All hands were on deck in the kitchen of The Green Teapot, the small village tearoom that often moonlighted as a community centre for the residents of Hartfield Hill. Flour, icing sugar and the odd expletive fluttered in the air as proprietor Enid Thomas and her trusty crew kneaded, rolled and sweated in their bid to knock out enough mince pies to feed the community’s choir who were due to descend upon them within the next twenty minutes.
‘It isn’t even Christmas yet,’ Kat Reese grumbled as she swiped at her brow with the back of her hand. ‘Why are they having their Christmas party now?’
‘Christmas is just over three weeks away, so it isn’t that far off. Plus, Christmas is pretty full-on for the choir so they need to do it now or they won’t get the chance.’ At least that’s what choirmaster Artie Figgins had told Enid a fortnight ago when he’d called to arrange the party.

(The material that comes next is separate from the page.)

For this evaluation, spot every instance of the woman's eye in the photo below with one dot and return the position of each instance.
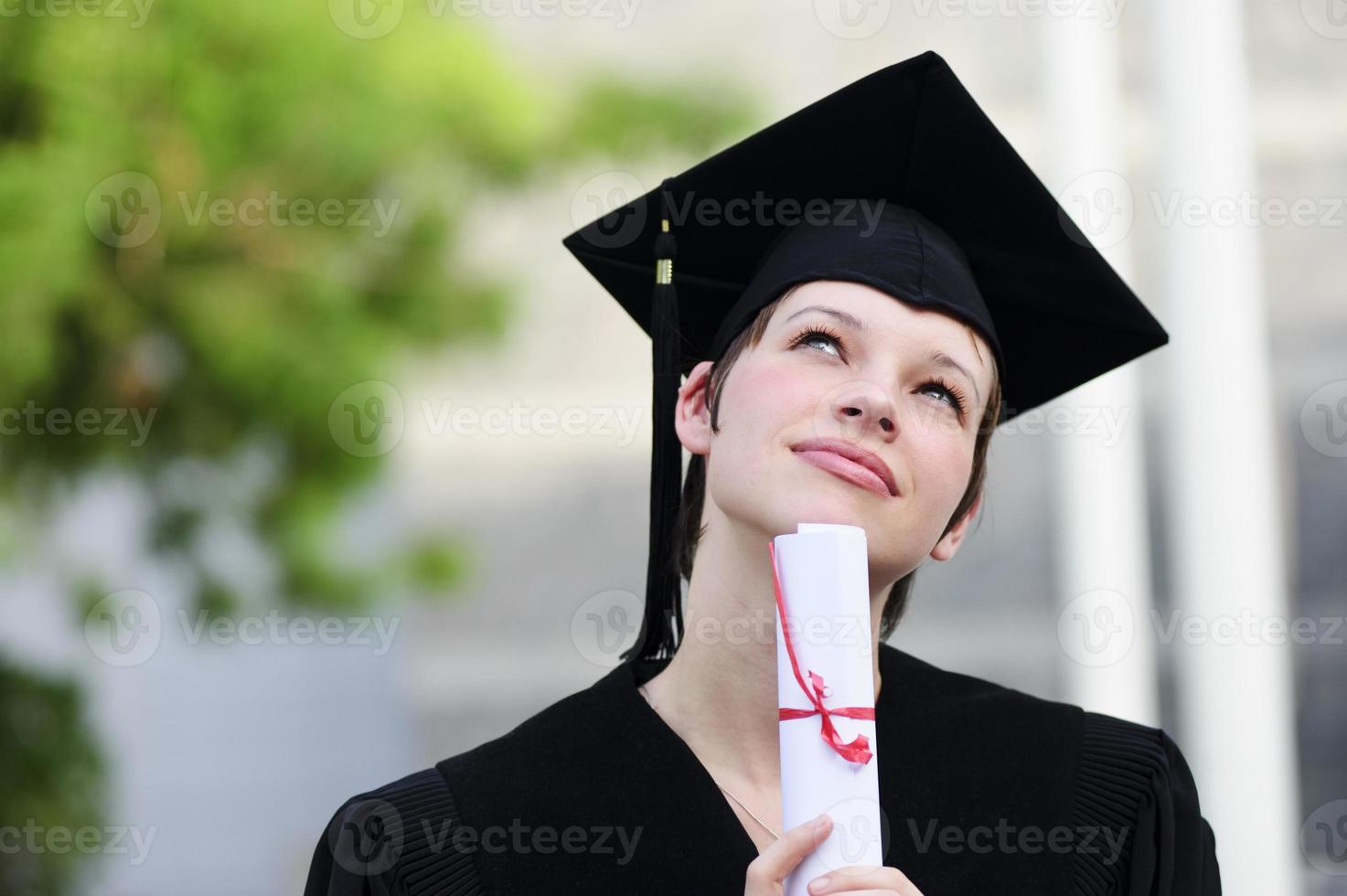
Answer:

‘They could have given us a bit more warning though,’ Kat said as she dumped a ball of dough onto the counter and started to roll with gusto. Enid turned her guilty eyes to her own batch of mince pies.

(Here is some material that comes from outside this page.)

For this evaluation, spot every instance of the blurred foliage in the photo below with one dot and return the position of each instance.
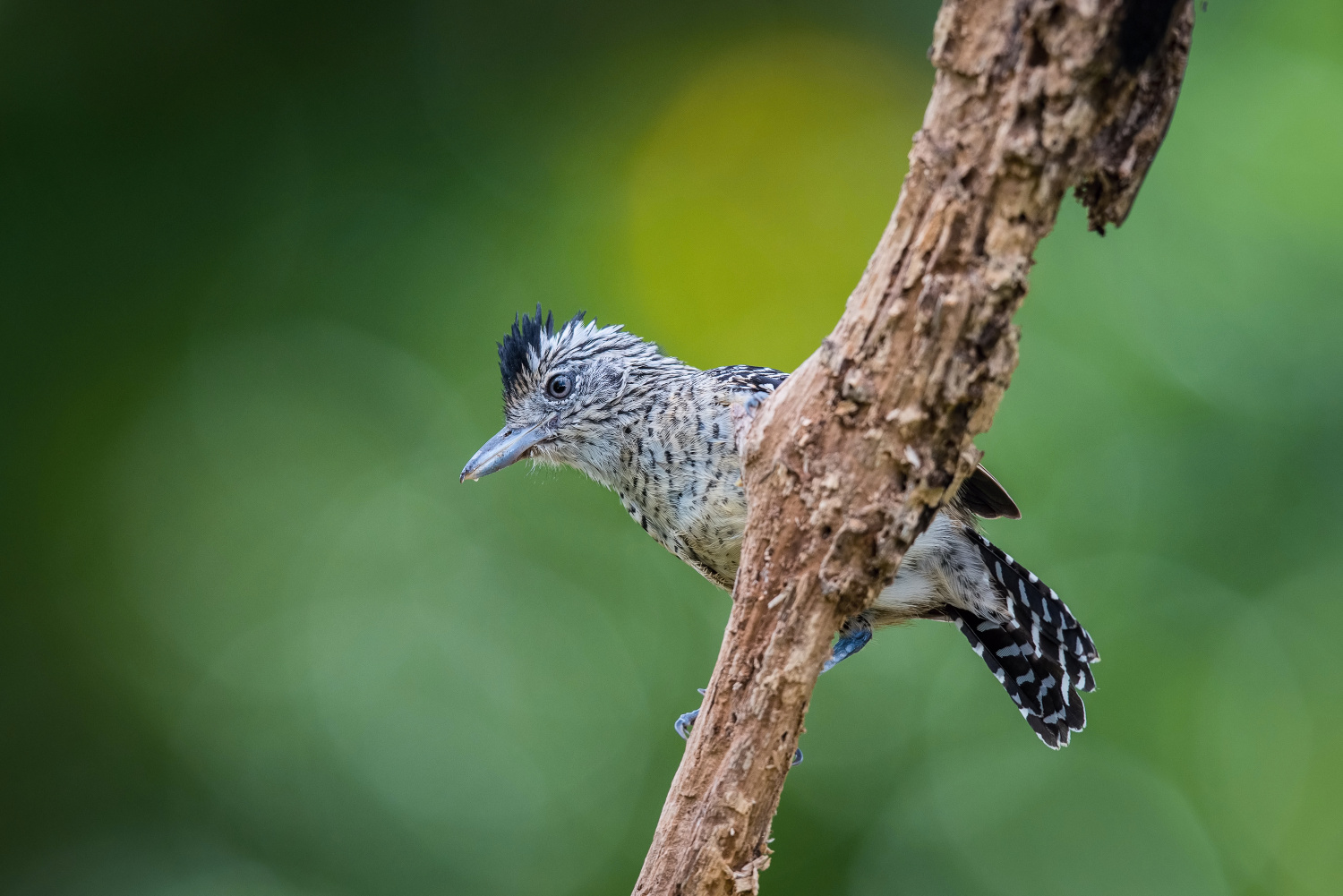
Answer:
(255, 638)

‘These things can’t always be helped.’ Just like totally forgetting you had a party of thirty-six hungry party-goers about to burst through your doors couldn’t be helped. It was her niece who’d reminded her that morning as she’d breezed into the tearoom in a sparkly sage green dress and matching heels. Thoughts of the festive get-up had been momentarily put aside as Enid tried to work out why Brittany was at the tearoom and not at work.
‘I booked the day off,’ Brittany explained as she unravelled the scarf looped around her neck. ‘I thought you might need a hand with the party and everything.’
‘Party?’ Enid’s eyes widened as she clapped a hand over her mouth. ‘Oh, gosh! The party!’
Brittany’s sparkly dress had been forgotten as Enid flew about the kitchen, barking orders at Kat and Judy, who were now busily throwing together batches of mince pies to feed the choir. Luckily the choir didn’t require much for their festive get-together – a selection of sandwiches and mince pies would suffice – but from past experience, Enid knew they were a ravenous lot. Artie would pop into The Green Teapot for half a dozen mince pies daily during December – and he lived alone. They needed mince pies – lots of mince pies – and fast.
‘Look at the state of my dress.’ Brittany took a step away from the counter and looked down at her green sparkly dress, which was now coated in flour.
‘We’ll pretend it’s been snowing,’ Kat joked. Brittany was not amused.
‘We could try sponging it off,’ Judy suggested. ‘It’s only flour so it should come off quite easily.’
‘Why are you so dressed up anyway?’ Enid asked her niece as she slid a tray of mince pies in the oven and set a timer. ‘You’re looking very glam for a day in the village tearoom.’
‘No reason.’ Brittany looked down at the dough in front of her. The others all had something resembling mince pies either in the oven or almost ready to bake while Brittany had only just managed to create a clump (not even a ball) of dough. She did not have her aunt’s baking skills at all.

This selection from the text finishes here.